The first table in Figure 10.2 shows some general information about the copula fitting procedure: the number of observations, the name of the input data set, the type of model and the correlation matrix.

Figure 10.2: Copula Estimation: Fit Summary and Correlation Matrix

The COPULA Procedure

Model Fit Summary
Number of Observations	603
Data Set	WORK.RETURNS
Copula Type	Normal

Correlation Matrix
	ret_ibm	ret_msft	ret_bp	ret_ko	ret_duk
ret_ibm	1.0000	0.6232	0.5294	0.4725	0.4902
ret_msft	0.6232	1.0000	0.5229	0.5015	0.4567
ret_bp	0.5294	0.5229	1.0000	0.3980	0.4378
ret_ko	0.4725	0.5015	0.3980	1.0000	0.5283
ret_duk	0.4902	0.4567	0.4378	0.5283	1.0000

Next, the following statements restrict the data set to only those columns that contain correlation parameter estimates.
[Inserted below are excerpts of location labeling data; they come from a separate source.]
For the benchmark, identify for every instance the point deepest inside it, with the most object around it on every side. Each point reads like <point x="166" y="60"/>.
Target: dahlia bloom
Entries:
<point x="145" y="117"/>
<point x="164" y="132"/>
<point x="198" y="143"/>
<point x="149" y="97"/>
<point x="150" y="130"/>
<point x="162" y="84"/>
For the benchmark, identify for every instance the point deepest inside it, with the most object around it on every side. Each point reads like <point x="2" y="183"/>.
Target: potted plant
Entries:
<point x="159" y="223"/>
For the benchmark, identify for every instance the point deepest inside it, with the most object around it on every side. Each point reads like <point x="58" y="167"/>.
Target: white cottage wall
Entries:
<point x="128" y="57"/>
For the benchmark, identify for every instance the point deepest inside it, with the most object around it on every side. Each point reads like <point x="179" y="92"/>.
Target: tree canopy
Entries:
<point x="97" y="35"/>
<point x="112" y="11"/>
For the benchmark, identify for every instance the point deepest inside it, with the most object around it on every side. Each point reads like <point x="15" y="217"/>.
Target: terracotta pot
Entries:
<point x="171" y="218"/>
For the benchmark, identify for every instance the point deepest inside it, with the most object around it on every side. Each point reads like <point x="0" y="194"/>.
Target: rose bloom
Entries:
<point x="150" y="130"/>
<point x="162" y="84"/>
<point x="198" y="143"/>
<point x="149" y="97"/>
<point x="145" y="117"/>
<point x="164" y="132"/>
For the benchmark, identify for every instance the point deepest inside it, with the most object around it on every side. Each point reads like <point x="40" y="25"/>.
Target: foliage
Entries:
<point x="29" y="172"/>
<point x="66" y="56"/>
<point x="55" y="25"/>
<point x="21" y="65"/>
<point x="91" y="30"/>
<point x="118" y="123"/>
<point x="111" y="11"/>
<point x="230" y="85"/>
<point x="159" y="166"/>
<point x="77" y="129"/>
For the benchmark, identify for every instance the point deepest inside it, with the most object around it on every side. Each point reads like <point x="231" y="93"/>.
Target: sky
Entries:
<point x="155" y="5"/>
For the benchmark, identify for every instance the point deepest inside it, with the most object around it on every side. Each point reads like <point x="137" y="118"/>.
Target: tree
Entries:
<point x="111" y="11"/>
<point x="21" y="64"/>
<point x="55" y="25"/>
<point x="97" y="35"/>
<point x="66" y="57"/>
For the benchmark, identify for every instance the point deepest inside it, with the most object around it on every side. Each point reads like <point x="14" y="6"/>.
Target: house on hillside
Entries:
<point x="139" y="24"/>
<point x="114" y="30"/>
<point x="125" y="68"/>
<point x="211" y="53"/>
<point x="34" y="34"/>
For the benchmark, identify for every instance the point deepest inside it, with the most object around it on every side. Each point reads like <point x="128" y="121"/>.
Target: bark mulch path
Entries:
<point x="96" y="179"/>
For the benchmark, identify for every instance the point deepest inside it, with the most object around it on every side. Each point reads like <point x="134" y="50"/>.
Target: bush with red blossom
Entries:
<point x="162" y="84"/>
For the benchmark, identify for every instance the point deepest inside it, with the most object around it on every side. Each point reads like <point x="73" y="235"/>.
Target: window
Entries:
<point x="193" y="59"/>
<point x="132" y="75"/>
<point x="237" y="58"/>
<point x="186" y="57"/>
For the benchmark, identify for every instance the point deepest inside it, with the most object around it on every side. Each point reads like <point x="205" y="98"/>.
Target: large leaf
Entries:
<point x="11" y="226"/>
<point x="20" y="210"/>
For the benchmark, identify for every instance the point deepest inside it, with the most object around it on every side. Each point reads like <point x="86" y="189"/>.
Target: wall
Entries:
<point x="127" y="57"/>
/* keep only correlation estimates */
data estimates;
   set estimates;
   keep ret_ibm ret_msft ret_bp ret_ko ret_duk;
run;

Then, in the following statements, the DEFINE statement specifies a normal copula named COP, and the CORR= option specifies that the data set Estimates be used as the source for the model parameters. The NDRAWS=500 option in the SIMULATE statement generates 500 observations from the normal copula. The OUTUNIFORM= option specifies the name of SAS data set to contain the simulated sample with uniform marginal distributions. Note that this syntax does not require the DATA= option.
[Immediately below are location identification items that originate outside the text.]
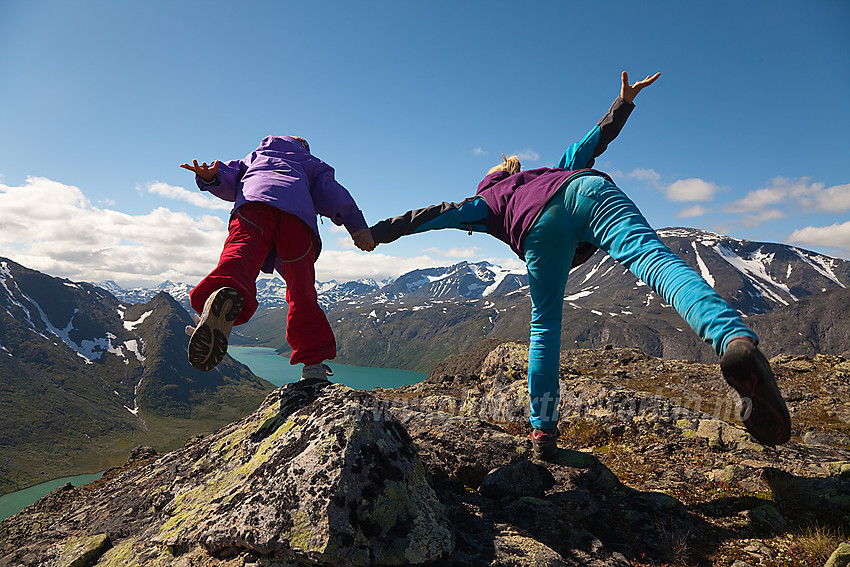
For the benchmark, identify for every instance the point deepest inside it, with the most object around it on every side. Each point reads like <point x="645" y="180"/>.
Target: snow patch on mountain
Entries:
<point x="821" y="264"/>
<point x="756" y="266"/>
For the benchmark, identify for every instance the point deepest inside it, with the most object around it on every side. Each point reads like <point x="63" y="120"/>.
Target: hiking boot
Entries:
<point x="545" y="443"/>
<point x="764" y="412"/>
<point x="208" y="343"/>
<point x="319" y="371"/>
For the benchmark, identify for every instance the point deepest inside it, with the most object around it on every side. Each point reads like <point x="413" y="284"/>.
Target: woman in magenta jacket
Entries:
<point x="554" y="218"/>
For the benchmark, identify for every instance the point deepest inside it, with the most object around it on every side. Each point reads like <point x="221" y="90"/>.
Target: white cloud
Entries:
<point x="196" y="198"/>
<point x="691" y="212"/>
<point x="693" y="189"/>
<point x="797" y="192"/>
<point x="835" y="199"/>
<point x="54" y="228"/>
<point x="837" y="235"/>
<point x="755" y="219"/>
<point x="756" y="200"/>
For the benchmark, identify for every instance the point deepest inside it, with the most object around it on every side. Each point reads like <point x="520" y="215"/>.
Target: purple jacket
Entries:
<point x="283" y="174"/>
<point x="516" y="201"/>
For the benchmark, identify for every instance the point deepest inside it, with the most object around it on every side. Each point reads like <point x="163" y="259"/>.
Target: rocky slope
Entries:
<point x="653" y="469"/>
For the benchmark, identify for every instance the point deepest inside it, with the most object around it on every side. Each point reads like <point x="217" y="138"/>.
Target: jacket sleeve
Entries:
<point x="582" y="154"/>
<point x="470" y="214"/>
<point x="226" y="180"/>
<point x="332" y="200"/>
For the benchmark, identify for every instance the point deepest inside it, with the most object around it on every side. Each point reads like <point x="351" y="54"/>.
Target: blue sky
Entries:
<point x="747" y="132"/>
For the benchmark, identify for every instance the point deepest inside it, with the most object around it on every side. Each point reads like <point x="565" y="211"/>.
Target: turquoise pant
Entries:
<point x="592" y="209"/>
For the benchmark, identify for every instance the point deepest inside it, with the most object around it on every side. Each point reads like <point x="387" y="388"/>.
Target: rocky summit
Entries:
<point x="653" y="468"/>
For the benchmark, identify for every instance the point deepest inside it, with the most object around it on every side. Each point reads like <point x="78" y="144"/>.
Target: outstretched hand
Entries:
<point x="629" y="92"/>
<point x="204" y="171"/>
<point x="363" y="240"/>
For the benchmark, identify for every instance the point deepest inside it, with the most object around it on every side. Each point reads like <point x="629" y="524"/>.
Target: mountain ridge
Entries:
<point x="83" y="377"/>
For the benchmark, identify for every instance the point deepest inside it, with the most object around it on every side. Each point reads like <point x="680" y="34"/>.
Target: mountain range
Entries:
<point x="84" y="377"/>
<point x="792" y="297"/>
<point x="87" y="371"/>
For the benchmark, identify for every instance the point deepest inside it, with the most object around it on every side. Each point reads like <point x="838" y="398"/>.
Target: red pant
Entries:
<point x="255" y="229"/>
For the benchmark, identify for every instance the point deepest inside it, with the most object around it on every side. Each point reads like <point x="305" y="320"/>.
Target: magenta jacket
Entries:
<point x="283" y="174"/>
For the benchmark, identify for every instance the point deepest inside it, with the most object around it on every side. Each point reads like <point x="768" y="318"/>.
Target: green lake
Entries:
<point x="265" y="363"/>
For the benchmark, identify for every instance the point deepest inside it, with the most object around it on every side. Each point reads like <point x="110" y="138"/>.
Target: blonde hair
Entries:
<point x="511" y="165"/>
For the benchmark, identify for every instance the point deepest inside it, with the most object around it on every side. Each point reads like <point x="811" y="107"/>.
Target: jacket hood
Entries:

/* Copula simulation of uniforms */
proc copula;
   var ret_ibm ret_msft ret_bp ret_ko ret_duk;
   define cop normal (corr = estimates);
   simulate cop / ndraws     = 500
                  seed       = 1234
                  outuniform = simulated_uniforms
                  plots=(datatype=uniform);
run;

The simulated data is contained in the new SAS data set, Simulated_Uniforms. A scatter plot matrix of uniform marginals contained in the data set is shown in Figure 10.3.
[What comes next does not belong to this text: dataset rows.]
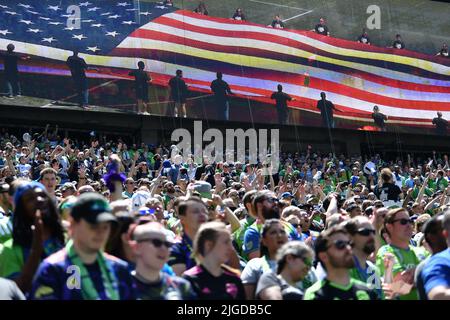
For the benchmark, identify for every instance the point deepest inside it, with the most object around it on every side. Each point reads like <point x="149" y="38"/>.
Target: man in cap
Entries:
<point x="68" y="189"/>
<point x="435" y="240"/>
<point x="150" y="243"/>
<point x="82" y="271"/>
<point x="334" y="251"/>
<point x="436" y="274"/>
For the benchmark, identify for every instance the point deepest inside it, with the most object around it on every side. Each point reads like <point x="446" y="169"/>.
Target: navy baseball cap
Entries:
<point x="92" y="207"/>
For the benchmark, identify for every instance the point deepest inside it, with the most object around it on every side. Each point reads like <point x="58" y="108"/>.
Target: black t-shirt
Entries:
<point x="379" y="119"/>
<point x="220" y="89"/>
<point x="327" y="290"/>
<point x="441" y="125"/>
<point x="178" y="89"/>
<point x="444" y="53"/>
<point x="10" y="60"/>
<point x="227" y="286"/>
<point x="77" y="67"/>
<point x="141" y="78"/>
<point x="388" y="192"/>
<point x="326" y="108"/>
<point x="398" y="44"/>
<point x="321" y="29"/>
<point x="271" y="279"/>
<point x="364" y="39"/>
<point x="281" y="98"/>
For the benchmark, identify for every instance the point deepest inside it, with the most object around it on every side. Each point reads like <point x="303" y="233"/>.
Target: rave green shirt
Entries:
<point x="404" y="260"/>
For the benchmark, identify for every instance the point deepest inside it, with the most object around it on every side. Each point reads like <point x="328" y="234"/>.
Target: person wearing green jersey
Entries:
<point x="363" y="237"/>
<point x="399" y="227"/>
<point x="334" y="251"/>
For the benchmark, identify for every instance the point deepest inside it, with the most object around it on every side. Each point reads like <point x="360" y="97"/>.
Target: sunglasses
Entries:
<point x="307" y="261"/>
<point x="342" y="244"/>
<point x="366" y="232"/>
<point x="272" y="200"/>
<point x="158" y="243"/>
<point x="403" y="221"/>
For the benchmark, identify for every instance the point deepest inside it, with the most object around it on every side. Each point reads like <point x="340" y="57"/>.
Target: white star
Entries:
<point x="79" y="37"/>
<point x="5" y="32"/>
<point x="93" y="49"/>
<point x="54" y="8"/>
<point x="49" y="40"/>
<point x="113" y="34"/>
<point x="26" y="6"/>
<point x="33" y="30"/>
<point x="27" y="22"/>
Figure 10.3: Simulated Data, Uniform Marginals

The preceding sequence of PROC COPULA usage—first fit, then simulate given estimated parameters—is a legitimate sequence but has a limitation in that the second COPULA call does not generate the sample according to the empirical distribution of the raw data. It generates only marginally uniform series.

In the following statements, the FIT statement fits a t copula to the returns data and at the same time simulates the sample according to empirical marginal distributions:

/* Copula estimation and simulation of returns */
proc copula data = returns;
   var ret_ibm ret_msft ret_bp ret_ko ret_duk;
   fit T;
   simulate / ndraws = 1000
              seed   = 1234
              out    = simulated_returns;
run;

The output of the statements is similar in structure to the output displayed in Figure 10.2 with the addition of parameter estimates and inference statistics that are specific to the copula model as shown in Figure 10.4. For a t copula, the degrees of freedom are displayed (as in Figure 10.4); for Archimedean copulas, the parameter "theta" is displayed; and for a normal copula, this table is not printed.

Figure 10.4: Copula Estimation: Specific Parameter Estimates

The COPULA Procedure

Parameter Estimates
Parameter	Estimate	Standard Error	t Value	Approx Pr > \|t\|
DF	3.659320	0.320729	11.41	<.0001

The simulated data is contained in the new SAS data set, Simulated_Returns.